Nativa da Caatinga, a planta fornece uma fibra resistente que a comunidade transforma artesanalmente em fios e tramas. Em Jatobazinho, o conhecimento é historicamente empregado na produção de redes e transmitido entre gerações.

Breno deixou Bruxelas e foi ao quilombo conhecer de perto tanto a extração do caroá quanto o preparo da fibra e a confecção das tramas. O encontro resultou na série Caroá, composta por três cadeiras que combinam estruturas de madeira às fibras trabalhadas pelas artesãs.

Um estudo publicado pela revista Contemporânea, da Universidade Federal de São Carlos (UFSCar), aborda a produção de redes de caroá em Jatobazinho como uma tecnologia ancestral ligada à memória e à identidade quilombolas.

“Enquanto yanomami e nordestino, tento transformar técnicas de forma respeitosa, encontrando a minha estética dentro desses saberes ancestrais”, afirma Breno.

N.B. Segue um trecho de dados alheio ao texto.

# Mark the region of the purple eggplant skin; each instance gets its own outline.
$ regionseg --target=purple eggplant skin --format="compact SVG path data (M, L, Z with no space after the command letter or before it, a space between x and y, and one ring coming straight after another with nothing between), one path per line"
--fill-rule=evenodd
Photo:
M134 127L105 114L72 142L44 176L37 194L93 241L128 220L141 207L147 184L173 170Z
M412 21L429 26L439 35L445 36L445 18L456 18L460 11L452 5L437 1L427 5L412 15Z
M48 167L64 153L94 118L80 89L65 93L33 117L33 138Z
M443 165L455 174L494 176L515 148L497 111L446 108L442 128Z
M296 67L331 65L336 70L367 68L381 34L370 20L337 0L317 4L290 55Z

Brasil e Japão aparecem em outras peças

O cruzamento de referências não se limita às cadeiras de caroá.

Na série Urushicum, Breno aproxima Brasil e Japão já no nome: une urucum, corante natural amplamente utilizado por povos indígenas brasileiros, a urushi, técnica japonesa que emprega a seiva da árvore-da-laca para revestir e proteger objetos.

As peças têm formas pontiagudas inspiradas nos espinhos dos cactos e mostram como referências naturais e culturais aparecem no trabalho sem necessariamente serem reproduzidas de maneira literal.

Outra criação, o Lençóis Cabinet, leva a paisagem nordestina para o mobiliário. O armário tem a superfície esculpida para lembrar os desenhos formados pela areia dos Lençóis Maranhenses.

É uma característica recorrente do trabalho de Breno: referências brasileiras, indígenas e nordestinas convivem com técnicas aprendidas no Japão e com uma linguagem contemporânea desenvolvida na Europa.

As peças do UTA Studio são produzidas principalmente em madeiras maciças, como carvalho e faia. Além das encomendas feitas diretamente ao designer, o trabalho pode ser encontrado em Bruxelas e na Galerie Aurélien Jeauneau, em Paris.